United States v. Sanchez-Godoy

PER CURIAM: *

Juan Sanchez-Godoy appeals his sentence following his guilty plea conviction for illegal reentry into the United States. Sanchez-Godoy was sentenced within his advisory guidelines range to 63 months of imprisonment and three years of supervised release. He challenges the procedural and substantive reasonableness of his sentence.

*403After United States v. Booker, 543 U.S. 220, 125 S.Ct. 738, 160 L.Ed.2d 621 (2005), sentences are reviewed for reasonableness. Gall v. United States, 552 U.S. 38, 46, 128 S.Ct. 586, 169 L.Ed.2d 445 (2007). This court first examines whether the district court committed any significant procedural error. Id. at 51, 128 S.Ct. 586. If the district court’s decision is procedurally sound, this court will then consider the substantive reasonableness of the sentence under an abuse-of-discretion standard. Id.

Sanchez-Godoy contends that the district court committed significant procedural error by violating separation of powers principles when it declined to impose a downward variance equivalent to the one-level reduction he could have received had the Government filed a motion pursuant to United States Sentencing Guidelines Manual (U.S.S.G.) § 3El.l(b) regarding acceptance of responsibility. Sanchez-Godoy also contends that the district court’s denial of his request for a downward variance amounted to the significant procedural error of treating the Guidelines as mandatory. De novo review applies to these arguments. See United States v. Cisneros-Gutierrez, 517 F.3d 751, 764 (5th Cir.2008); United States v. Newson, 515 F.3d 374, 376 (5th Cir.2008). The record reflects that the district court was aware of its discretionary authority to grant a downward variance for acceptance of responsibility and declined to exercise that discretion as a means of compensating for the Government’s refusal to file a motion under § 3El.l(b). Because the district court did not misapprehend its authority to grant a downward variance for acceptance of responsibility, Sanchez-Godoy’s arguments concerning the separation of powers doctrine and treatment of the Guidelines as mandatory are unavailing.

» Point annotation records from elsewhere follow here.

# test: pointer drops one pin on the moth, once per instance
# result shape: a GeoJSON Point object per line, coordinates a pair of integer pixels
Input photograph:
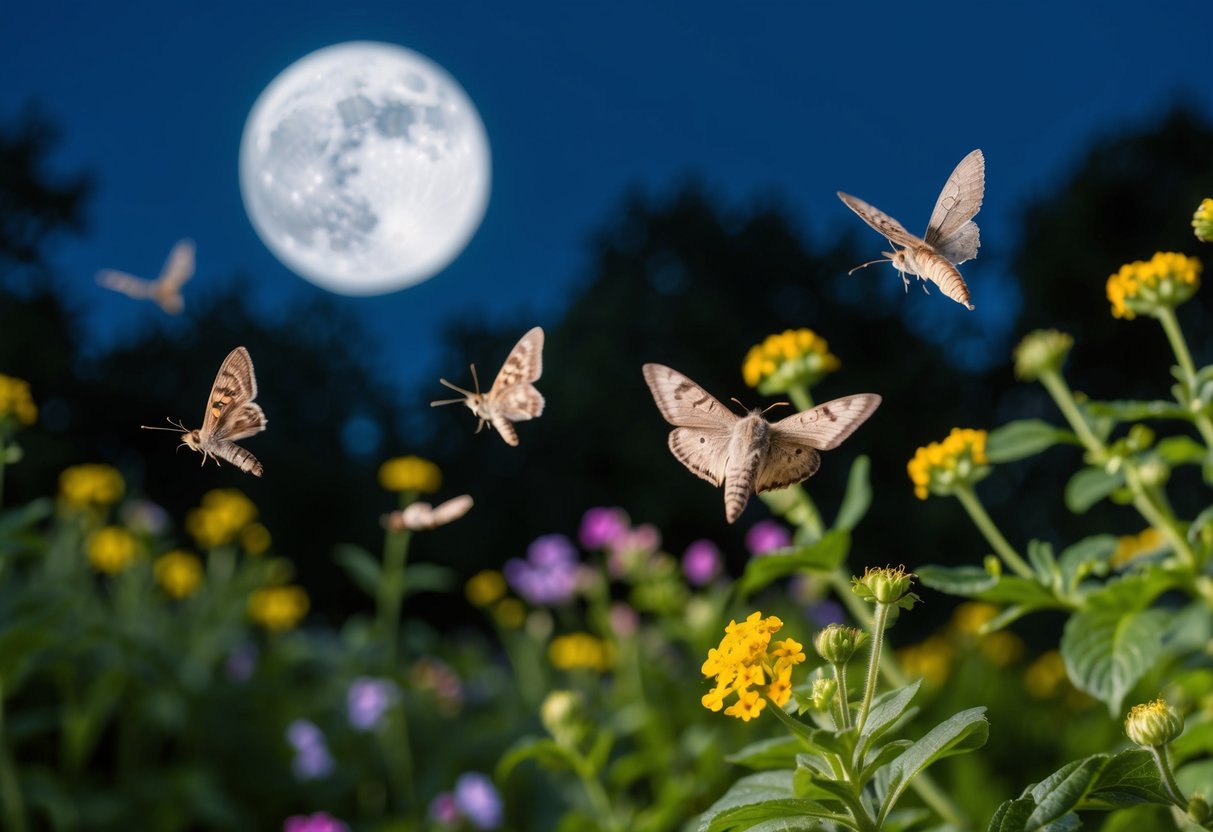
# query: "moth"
{"type": "Point", "coordinates": [423, 517]}
{"type": "Point", "coordinates": [164, 290]}
{"type": "Point", "coordinates": [512, 397]}
{"type": "Point", "coordinates": [231, 415]}
{"type": "Point", "coordinates": [747, 454]}
{"type": "Point", "coordinates": [951, 234]}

Sanchez-Godoy contends that his sentence is substantively unreasonable because the district court applied the 16-level enhancement under U.S.S.G. § 2L1.2(b)(l)(A)(vii) without adequate consideration of the nuances and details of the conviction supporting that enhancement, namely his 2003 conviction for transporting an undocumented alien within the United States by means of a motor vehicle. Sanchez-Godoy also notes that his only other prior conviction was a 2005 conviction for the nonviolent offense of illegal reentry into the United States.

“[A] sentence within a properly calculated Guideline range is presumptively reasonable.” United States v. Alonzo, 435 F.3d 551, 554 (5th Cir.20(J6); see Gall, 552 U.S. at 51, 128 S.Ct. 586 (recognizing that appellate courts may, but are not required to, apply a presumption of reasonableness to sentences within properly calculated guidelines range). The district court listened to and rejected Sanchez-Godoy’s arguments regarding the mitigating aspects of his criminal history, including his 2003 conviction for transporting an undocumented alien. “[T]he sentencing judge is in a superior position to find facts and judge their import under [18 U.S.C.] § 3553(a) with respect to a particular defendant.” United States v. Campos-Maldonado, 531 F.3d 337, 339 (5th Cir.2008). Sanchez-Godoy has not rebutted the presumption of reasonableness applicable to his sentence. See United States v. Gomez-Herrera, 523 F.3d 554, 565-66 (5th Cir.2008); Alonzo, 435 F.3d at 554.

Sanchez-Godoy also wishes to preserve for further review the argument that a presumption of reasonableness should not apply to sentences calculated under U.S.S.G. § 2L1.2 because § 2L1.2 was not the result of empirical evidence or study. He correctly concedes that such an argument is foreclosed by this court’s precedent. See United States v. Duarte, 569 F.3d 528, 529-31 (5th Cir.), cert. de*404nied, — U.S. -, 130 S.Ct. 378, 175 L.Ed.2d 231 (2009).

AFFIRMED.

Pursuant to 5th Cir. R. 47.5, the court has determined that this opinion should not be published and is not precedent except under the limited circumstances set forth in 5th Cir. R. 47.5.4.